Лысый закрыл глаза и открыл их секунд через десять.
— В таком положении, — сказал он, — вам несладко. Значит, и у них возникают проблемы, от которых лучше избавиться.
Собравшись с духом, Комацу открыл рот:
— Можно вопрос?
— Если смогу, отвечу.
— Значит, публикация «Воздушного Кокона» доставила неудобства конкретной религиозной организации? Я правильно понимаю?

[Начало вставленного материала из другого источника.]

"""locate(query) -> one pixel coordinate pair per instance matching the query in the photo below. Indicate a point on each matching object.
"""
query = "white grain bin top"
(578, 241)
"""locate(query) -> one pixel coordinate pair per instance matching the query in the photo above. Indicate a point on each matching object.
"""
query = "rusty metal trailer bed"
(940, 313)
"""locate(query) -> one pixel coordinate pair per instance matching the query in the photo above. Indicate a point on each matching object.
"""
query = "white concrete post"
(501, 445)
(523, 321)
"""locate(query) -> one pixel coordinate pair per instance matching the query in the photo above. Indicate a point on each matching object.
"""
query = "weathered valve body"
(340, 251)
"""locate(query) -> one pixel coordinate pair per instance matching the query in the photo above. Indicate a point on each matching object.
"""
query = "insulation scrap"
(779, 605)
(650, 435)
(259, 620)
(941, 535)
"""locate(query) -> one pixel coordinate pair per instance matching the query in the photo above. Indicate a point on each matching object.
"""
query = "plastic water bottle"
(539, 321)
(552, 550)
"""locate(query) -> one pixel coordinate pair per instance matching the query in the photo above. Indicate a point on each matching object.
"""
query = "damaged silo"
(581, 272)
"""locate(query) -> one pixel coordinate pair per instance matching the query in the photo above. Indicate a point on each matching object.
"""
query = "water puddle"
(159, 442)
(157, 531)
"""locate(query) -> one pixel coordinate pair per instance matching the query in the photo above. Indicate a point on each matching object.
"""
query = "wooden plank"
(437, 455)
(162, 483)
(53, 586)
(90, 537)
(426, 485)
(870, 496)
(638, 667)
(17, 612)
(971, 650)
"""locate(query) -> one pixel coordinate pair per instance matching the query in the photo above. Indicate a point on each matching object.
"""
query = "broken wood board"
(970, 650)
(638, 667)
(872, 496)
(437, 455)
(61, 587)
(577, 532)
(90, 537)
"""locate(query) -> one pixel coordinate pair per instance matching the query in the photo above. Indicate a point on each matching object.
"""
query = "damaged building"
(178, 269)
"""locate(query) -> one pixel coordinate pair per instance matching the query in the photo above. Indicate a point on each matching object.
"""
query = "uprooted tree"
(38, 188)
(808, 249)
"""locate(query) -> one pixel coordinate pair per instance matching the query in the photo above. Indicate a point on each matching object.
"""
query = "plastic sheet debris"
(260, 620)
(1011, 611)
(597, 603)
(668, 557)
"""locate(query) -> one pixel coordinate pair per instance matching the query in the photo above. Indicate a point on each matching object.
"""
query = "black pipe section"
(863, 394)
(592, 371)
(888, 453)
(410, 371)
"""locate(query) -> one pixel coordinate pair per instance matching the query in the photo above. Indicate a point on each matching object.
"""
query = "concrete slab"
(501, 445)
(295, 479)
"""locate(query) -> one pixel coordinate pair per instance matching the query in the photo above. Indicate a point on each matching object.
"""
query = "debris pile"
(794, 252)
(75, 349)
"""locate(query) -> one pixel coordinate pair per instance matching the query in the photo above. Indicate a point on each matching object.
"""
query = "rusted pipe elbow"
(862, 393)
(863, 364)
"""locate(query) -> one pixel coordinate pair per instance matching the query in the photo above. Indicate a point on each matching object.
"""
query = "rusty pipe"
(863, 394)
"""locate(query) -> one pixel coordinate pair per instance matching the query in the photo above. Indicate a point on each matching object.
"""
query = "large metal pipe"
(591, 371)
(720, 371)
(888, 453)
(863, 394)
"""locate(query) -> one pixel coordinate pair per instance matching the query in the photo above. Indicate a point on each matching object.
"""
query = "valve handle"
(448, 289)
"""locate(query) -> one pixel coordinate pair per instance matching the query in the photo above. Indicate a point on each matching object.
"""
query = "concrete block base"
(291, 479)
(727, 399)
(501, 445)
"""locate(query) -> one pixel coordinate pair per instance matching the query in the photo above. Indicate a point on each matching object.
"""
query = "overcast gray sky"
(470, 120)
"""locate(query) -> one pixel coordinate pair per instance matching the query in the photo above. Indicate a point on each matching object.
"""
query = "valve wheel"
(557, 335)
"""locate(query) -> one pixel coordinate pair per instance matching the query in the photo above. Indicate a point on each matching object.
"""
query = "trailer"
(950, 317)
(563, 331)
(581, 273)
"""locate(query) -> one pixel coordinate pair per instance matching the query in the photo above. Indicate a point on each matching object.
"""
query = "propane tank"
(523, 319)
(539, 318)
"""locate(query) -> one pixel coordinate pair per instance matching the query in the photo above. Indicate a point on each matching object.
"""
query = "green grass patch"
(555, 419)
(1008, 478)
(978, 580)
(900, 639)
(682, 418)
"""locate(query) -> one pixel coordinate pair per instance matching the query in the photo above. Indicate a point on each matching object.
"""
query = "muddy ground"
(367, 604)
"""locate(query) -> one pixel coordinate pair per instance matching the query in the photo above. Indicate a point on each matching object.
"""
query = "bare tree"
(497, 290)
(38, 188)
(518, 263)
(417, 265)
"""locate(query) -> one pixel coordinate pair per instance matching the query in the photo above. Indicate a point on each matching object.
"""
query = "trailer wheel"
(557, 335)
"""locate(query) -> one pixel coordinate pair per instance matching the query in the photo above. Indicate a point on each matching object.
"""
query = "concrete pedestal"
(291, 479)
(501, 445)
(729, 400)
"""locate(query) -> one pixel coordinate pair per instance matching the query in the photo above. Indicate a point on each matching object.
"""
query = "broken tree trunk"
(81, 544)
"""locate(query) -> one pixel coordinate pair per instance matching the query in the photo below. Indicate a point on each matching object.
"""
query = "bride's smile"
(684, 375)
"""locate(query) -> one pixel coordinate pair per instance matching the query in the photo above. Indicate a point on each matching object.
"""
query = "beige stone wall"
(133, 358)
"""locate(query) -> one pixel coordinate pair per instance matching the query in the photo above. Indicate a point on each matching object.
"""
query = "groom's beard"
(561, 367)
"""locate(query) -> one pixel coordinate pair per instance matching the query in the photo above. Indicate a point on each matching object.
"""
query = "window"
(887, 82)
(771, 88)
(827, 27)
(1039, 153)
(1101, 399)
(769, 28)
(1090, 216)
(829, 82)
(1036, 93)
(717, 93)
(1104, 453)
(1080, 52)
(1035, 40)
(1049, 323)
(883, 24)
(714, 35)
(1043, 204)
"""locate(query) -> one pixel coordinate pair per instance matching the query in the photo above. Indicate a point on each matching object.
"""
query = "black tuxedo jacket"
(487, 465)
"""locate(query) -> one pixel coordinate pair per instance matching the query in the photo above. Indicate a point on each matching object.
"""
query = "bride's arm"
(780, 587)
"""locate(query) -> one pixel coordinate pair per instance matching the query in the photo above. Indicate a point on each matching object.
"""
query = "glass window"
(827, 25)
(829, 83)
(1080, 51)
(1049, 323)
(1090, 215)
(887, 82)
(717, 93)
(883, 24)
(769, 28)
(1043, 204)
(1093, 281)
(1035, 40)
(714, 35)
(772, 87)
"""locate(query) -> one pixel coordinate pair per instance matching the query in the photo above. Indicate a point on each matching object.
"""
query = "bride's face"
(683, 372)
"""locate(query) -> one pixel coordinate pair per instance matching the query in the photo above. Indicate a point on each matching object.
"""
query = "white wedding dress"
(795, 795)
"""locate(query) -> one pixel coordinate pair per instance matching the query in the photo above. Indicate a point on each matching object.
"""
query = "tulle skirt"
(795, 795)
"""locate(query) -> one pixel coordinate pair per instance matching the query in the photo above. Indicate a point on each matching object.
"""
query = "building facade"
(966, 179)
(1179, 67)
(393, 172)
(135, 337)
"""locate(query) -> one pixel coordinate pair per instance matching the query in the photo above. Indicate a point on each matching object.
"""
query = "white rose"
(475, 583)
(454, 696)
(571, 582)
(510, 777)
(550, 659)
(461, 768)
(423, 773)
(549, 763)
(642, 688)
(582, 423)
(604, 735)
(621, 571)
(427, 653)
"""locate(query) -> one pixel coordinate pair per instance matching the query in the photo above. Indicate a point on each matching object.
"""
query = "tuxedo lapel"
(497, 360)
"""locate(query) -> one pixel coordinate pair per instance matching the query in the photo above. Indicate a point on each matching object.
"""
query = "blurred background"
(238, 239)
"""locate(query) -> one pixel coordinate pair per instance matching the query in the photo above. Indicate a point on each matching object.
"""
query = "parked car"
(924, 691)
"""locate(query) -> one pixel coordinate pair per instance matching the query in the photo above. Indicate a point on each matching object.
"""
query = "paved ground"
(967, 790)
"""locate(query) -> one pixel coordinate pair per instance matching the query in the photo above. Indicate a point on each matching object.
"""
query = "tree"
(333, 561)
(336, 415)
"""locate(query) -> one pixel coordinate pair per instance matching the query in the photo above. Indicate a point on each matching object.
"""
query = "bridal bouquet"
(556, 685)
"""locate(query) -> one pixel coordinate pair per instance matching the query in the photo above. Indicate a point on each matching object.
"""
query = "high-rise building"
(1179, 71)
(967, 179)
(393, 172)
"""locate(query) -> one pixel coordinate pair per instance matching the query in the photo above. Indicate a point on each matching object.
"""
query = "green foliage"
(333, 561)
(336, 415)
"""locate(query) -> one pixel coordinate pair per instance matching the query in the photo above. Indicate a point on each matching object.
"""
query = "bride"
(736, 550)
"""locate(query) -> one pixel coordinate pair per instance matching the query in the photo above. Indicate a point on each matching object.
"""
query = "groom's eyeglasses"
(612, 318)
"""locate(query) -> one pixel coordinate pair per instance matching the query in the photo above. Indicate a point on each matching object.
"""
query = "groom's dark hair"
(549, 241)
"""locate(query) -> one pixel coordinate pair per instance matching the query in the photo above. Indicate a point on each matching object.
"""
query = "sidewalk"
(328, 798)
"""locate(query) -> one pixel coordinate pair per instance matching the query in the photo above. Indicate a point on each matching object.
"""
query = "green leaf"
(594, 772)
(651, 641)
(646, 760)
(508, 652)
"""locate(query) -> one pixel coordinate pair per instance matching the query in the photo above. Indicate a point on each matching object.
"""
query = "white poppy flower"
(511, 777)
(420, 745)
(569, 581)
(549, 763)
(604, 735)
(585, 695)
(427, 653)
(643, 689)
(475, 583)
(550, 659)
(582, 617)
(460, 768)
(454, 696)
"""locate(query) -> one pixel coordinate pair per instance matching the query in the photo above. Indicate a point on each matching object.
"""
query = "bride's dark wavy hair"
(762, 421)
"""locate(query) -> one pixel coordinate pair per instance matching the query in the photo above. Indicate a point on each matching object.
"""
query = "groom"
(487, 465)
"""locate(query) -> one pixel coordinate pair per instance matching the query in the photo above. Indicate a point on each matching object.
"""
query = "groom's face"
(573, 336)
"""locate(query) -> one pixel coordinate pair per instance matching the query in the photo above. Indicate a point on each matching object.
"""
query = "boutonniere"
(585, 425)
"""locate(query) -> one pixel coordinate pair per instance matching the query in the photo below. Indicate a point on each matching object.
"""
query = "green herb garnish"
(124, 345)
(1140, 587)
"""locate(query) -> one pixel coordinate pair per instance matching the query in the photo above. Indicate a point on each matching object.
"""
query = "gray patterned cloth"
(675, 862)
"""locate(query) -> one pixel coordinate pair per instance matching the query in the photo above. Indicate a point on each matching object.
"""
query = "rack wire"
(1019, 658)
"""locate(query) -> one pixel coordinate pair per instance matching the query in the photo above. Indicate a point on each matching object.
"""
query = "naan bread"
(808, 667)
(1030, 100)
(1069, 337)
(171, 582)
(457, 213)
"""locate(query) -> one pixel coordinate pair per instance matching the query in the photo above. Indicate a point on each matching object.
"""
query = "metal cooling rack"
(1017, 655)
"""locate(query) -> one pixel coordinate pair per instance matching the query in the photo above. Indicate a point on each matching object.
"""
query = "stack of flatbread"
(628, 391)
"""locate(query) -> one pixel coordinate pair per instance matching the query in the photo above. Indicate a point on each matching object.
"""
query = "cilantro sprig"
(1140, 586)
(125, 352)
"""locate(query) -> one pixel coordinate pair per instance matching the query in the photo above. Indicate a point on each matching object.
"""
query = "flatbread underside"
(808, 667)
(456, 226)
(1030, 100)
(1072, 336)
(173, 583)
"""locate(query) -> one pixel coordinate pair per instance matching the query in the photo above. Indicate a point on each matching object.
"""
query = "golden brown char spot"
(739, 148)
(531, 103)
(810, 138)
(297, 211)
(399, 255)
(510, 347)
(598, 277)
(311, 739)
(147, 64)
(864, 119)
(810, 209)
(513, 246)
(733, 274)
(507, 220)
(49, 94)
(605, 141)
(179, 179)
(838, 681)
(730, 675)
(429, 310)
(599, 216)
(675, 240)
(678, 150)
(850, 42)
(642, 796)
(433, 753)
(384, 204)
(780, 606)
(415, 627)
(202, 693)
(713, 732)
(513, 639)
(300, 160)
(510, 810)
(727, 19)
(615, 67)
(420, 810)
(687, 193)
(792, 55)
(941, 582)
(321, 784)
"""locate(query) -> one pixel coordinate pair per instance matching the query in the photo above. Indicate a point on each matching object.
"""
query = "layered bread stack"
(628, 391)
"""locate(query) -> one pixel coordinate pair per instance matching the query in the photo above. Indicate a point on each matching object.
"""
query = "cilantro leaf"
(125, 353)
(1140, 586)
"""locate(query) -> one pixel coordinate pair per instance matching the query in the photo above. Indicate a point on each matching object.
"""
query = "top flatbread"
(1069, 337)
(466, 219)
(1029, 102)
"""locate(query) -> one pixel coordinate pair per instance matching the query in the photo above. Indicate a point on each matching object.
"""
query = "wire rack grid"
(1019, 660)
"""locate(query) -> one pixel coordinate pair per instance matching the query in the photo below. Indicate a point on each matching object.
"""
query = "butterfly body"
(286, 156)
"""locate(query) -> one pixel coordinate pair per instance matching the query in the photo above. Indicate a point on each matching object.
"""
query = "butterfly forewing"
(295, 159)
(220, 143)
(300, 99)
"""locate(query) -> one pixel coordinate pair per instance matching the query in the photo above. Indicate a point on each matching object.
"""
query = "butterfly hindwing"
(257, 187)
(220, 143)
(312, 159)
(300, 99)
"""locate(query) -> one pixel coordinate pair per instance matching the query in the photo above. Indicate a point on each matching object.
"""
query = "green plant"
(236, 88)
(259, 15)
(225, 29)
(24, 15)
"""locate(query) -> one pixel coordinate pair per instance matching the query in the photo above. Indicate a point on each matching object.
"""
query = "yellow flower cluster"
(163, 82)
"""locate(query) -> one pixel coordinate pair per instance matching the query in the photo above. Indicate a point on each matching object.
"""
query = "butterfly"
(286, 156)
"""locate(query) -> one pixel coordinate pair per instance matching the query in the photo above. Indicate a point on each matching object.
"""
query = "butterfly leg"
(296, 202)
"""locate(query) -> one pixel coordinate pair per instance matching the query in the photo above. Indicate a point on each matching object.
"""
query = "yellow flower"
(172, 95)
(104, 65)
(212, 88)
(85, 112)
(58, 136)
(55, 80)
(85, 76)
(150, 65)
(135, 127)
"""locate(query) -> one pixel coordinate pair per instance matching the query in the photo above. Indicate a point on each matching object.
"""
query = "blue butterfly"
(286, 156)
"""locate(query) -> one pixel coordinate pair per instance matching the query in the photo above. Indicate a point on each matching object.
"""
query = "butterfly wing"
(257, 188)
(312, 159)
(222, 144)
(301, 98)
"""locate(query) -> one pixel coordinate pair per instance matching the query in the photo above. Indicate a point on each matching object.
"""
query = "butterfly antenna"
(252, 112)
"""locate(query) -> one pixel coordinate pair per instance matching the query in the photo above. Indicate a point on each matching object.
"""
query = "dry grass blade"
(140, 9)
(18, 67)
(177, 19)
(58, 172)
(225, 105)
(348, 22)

— Неудобства? — повторил Лысый, и его физиономия слегка исказилась. — К ним перестал обращаться Голос. Вы соображаете, что это значит?
— Нет, — сухо ответил Комацу.
— Ладно. Объяснять я не вправе, да и вам лучше этого не знать. Вся проблема — в том, что к ним перестал обращаться Голос. Это все, что я могу сообщить.
Лысый помолчал, затем продолжил:
— И вся эта катастрофа — из-за того, что история Воздушного Кокона опубликована в форме книги.
— Вы хотите сказать, — отозвался Комацу, — что Эрико Фукада и Эбисуно-сэнсэй планировали эту «катастрофу», когда предлагали «Воздушный Кокон» на конкурс?
Лысый покачал головой:
— Нет, господин Эбисуно был не в курсе. Чего хотела Эрико Фукада, мы не знаем. Но и она вряд ли планировала это заранее. А если планировала, сам этот план принадлежал не ей.
— Но читатели воспринимают «Воздушный Кокон» как простую фантазию, — сказал Комацу. — Как невинную сказку, написанную старшеклассницей. Довольно часто эту историю критиковали как раз за то, что слишком уж она ирреальная. Никому и в голову не приходит, что эта книга может раскрывать чьи-то тайны или представлять собой информационную бомбу.
— Здесь вы, пожалуй, правы, — согласился Лысый. — Почти никто из читателей этого не замечает. Но загвоздка не в этом. А в том, что тайну нельзя раскрывать ни в какой форме.
Долговязый, все так же подпирая дверь, буравил противоположную стену таким взглядом, будто видел то, чего не различить никому.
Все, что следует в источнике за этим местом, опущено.